How ransomware will evolve in 2022
In 2016, the year before WannaCry and NotPetya, 9% of organisations were hit by ransomware. Last year, 29% reported being hit (https://datahealthcheck.databarracks.com/2021/). We expect 2022 to be the year that cyber overtakes human error and hardware failure as the top cause of data loss.
More sophisticated attacks
Ransomware has been getting more specific and more sophisticated. Rather than blasting thousands of organisations for a ransom of $500, the attacks are targeted and demands are for millions of dollars.
We still talk about “ransomware” as the issue but in fact, attacks now are more like cyber extortion, that include ransomware.
Ransomware is one part of the attack, paralysing the systems, but they’re now combined with ‘double extortion’ attacks, threatening to leak sensitive data too. In some cases, that is the more significant part of the attack. Initially attackers would threaten to leak personally identifiable information to make the victim liable for GDPR fines but this now includes Intellectual Property and even sensitive internal communications that would cause embarrassment.
Increased attacks on backups
The other way to increase the chance of the victim paying the ransom is to remove their alternatives. If attackers can compromise backups – the victim has no other choice but to pay. We expect to see more ransomware targeting backups increase in 2022.
Fewer cyber insurance payouts
In the last year we’ve seen the insurance industry come to face the monster it has created. By favouring a quick pay-out of the ransom instead of a potentially greater Business Interruption claim. Those payments fed the vicious cycle until it became clear cyber insurance was no longer a viable market. Insurers are now setting more stringent requirements in order to get cover and hopefully limit the number of claims they need to pay out on.

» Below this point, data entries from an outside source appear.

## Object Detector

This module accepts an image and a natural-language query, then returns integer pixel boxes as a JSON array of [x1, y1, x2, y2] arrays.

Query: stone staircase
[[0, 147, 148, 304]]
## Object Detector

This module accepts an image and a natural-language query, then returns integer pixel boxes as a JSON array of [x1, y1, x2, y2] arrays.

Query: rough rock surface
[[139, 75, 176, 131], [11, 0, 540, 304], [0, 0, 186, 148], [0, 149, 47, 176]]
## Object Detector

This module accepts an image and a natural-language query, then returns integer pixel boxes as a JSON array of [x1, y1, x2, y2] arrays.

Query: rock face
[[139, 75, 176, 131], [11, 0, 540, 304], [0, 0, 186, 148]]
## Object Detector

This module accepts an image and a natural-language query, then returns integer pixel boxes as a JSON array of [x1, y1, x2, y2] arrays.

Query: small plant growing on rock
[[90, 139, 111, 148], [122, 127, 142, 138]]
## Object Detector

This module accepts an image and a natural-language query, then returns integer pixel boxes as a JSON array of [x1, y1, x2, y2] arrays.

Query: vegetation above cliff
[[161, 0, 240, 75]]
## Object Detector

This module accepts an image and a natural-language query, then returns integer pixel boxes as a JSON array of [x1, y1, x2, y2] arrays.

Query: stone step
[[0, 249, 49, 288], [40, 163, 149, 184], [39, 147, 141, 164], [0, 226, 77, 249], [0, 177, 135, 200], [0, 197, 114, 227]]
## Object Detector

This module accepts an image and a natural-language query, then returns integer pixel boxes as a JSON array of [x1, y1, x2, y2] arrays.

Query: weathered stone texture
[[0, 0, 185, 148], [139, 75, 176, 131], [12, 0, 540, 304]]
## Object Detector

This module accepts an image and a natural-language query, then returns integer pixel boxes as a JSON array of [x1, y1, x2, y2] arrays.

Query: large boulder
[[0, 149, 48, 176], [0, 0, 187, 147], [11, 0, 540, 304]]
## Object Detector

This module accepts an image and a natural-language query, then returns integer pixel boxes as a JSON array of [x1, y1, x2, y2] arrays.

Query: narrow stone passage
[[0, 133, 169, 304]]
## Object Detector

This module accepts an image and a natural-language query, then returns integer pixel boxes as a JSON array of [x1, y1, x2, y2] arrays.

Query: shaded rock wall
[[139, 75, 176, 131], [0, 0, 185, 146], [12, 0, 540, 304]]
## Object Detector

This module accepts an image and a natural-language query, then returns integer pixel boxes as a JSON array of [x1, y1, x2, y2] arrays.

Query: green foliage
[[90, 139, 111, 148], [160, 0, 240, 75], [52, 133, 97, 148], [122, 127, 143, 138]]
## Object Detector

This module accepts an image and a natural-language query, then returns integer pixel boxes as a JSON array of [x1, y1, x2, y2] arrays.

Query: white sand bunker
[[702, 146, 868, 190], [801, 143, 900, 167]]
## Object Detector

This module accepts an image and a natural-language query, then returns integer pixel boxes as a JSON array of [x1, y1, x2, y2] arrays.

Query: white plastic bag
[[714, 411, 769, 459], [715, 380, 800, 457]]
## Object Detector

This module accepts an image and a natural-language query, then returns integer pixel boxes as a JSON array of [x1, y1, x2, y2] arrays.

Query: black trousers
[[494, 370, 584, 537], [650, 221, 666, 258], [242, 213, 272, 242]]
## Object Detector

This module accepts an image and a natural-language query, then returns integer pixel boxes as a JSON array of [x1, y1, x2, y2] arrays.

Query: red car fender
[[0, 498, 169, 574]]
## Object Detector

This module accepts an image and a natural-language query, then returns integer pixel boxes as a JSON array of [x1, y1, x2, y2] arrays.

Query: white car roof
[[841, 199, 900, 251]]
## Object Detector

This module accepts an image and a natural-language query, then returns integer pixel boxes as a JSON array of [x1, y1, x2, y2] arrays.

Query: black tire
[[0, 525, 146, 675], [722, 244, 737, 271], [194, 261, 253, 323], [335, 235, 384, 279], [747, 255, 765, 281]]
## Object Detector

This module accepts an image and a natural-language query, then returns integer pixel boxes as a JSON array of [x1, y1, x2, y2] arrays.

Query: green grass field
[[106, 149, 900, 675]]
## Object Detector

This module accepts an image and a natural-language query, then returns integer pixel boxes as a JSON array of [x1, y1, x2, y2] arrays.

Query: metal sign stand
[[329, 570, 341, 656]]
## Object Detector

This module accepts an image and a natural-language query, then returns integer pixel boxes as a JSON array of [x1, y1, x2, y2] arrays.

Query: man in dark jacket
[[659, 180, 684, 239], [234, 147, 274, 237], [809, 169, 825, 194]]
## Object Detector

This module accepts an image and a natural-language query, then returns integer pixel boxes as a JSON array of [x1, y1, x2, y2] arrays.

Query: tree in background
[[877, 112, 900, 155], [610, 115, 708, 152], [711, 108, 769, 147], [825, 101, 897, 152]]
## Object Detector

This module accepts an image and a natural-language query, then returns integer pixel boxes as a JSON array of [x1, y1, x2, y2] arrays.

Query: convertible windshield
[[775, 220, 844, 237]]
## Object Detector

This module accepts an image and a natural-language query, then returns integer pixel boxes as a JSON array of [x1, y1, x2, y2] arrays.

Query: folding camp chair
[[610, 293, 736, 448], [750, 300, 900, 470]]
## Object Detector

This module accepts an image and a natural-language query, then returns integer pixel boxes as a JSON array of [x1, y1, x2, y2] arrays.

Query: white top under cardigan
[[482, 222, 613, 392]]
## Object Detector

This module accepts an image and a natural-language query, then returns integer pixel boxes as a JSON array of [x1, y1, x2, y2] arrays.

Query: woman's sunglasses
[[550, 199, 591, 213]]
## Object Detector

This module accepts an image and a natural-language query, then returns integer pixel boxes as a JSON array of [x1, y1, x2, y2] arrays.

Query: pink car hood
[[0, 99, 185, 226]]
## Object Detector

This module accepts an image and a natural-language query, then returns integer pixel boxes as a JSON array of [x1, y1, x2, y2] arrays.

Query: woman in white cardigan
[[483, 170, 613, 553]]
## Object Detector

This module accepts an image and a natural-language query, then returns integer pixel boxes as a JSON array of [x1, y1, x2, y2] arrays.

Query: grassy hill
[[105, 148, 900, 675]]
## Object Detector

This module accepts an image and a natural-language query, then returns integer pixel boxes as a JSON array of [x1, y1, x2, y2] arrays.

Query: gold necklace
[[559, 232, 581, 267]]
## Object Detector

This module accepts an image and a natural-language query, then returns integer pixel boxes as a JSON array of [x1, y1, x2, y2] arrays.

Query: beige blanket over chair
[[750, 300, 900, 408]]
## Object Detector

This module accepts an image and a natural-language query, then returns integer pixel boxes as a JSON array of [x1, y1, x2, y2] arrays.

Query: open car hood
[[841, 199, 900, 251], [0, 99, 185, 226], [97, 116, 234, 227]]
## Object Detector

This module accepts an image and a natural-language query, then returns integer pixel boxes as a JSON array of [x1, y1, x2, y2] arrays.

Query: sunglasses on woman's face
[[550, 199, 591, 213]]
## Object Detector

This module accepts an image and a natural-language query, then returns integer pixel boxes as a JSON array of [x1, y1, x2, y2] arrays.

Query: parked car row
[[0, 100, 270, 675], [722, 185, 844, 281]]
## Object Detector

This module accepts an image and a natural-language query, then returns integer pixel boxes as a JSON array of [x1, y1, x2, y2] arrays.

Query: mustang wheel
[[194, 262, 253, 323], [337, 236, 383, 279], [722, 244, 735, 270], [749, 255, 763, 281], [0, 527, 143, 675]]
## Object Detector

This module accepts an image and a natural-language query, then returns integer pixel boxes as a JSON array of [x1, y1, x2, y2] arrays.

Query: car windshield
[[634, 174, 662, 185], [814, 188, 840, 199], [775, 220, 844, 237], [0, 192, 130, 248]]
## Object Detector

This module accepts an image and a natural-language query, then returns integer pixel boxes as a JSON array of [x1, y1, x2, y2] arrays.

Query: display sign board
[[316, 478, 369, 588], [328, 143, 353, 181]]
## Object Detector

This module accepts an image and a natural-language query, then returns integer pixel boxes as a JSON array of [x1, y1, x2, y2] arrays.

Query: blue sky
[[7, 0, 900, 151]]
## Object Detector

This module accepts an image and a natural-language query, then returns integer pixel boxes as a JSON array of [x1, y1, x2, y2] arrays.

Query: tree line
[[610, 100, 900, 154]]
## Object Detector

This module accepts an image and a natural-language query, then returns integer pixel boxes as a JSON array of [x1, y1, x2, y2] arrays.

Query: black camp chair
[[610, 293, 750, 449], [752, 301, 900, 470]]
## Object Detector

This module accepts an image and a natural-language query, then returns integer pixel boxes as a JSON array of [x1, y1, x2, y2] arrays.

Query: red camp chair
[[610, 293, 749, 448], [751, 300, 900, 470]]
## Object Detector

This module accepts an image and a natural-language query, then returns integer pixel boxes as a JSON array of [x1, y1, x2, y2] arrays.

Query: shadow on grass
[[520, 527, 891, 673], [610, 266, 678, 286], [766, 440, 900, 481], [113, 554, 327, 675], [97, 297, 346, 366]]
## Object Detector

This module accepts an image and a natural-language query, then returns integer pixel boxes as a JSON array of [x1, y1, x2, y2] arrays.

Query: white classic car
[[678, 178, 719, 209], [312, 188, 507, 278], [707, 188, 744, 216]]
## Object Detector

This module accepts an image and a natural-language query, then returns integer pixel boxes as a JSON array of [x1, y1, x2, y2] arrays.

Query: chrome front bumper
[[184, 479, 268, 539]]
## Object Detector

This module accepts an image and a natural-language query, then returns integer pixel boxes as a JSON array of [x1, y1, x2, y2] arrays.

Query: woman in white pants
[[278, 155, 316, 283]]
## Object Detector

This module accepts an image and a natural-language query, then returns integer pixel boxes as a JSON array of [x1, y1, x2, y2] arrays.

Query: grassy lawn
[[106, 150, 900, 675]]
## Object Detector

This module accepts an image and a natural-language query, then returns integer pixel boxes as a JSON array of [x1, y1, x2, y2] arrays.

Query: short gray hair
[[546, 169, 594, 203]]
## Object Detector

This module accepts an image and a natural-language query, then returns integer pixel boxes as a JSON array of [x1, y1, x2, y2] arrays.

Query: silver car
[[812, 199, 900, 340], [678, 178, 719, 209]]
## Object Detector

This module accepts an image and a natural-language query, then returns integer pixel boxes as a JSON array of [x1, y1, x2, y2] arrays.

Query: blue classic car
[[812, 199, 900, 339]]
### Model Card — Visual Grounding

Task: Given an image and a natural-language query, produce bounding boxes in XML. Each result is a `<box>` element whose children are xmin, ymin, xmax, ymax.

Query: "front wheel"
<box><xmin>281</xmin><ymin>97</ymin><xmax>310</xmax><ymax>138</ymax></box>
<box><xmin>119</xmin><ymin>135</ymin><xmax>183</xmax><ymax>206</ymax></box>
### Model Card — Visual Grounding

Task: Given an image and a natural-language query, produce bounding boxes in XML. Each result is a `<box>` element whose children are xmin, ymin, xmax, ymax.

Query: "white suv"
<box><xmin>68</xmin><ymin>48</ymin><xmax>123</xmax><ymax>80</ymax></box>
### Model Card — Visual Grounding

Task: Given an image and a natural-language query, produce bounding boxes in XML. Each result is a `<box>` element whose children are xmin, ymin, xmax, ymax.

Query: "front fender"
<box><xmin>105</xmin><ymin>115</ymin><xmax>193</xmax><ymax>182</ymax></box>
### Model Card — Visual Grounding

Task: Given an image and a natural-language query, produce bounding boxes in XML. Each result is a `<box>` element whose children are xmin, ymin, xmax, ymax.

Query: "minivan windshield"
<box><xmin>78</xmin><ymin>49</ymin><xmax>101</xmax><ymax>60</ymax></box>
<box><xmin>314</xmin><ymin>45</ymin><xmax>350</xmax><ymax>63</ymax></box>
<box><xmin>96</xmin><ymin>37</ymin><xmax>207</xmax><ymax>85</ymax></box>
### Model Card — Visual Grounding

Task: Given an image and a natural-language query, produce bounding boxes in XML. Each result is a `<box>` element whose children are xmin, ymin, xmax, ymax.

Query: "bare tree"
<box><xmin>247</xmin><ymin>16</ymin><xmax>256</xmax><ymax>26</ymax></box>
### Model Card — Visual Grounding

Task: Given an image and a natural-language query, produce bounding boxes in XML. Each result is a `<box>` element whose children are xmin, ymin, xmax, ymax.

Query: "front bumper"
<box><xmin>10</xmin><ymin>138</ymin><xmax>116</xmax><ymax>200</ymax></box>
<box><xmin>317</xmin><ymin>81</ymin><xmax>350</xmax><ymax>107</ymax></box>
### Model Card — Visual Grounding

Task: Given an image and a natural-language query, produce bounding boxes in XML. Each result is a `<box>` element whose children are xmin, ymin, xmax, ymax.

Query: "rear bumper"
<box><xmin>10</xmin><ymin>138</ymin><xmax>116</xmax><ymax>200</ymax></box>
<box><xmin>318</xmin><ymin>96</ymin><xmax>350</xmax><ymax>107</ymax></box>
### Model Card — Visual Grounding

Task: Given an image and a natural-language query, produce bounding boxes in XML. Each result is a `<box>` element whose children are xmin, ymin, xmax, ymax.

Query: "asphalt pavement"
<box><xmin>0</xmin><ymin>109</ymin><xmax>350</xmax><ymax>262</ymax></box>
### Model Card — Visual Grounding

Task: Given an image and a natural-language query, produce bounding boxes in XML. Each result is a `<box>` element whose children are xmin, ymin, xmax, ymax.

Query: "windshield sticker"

Ransomware gangs going into hiding
Attackers had become brazen, being quite open about their operations. Then, international diplomacy led by the US and enforcement really started to make a dent – notably taking down REvil. In 2022 the gangs will be forced to keep a lower profile. The tipping point may have been the Colonial Pipeline attack which made gas shortages a problem for the White House. We expect attackers will shy away from targets like Critical National Infrastructure and focus on safer, commercial targets that won’t attract the attention of foreign governments.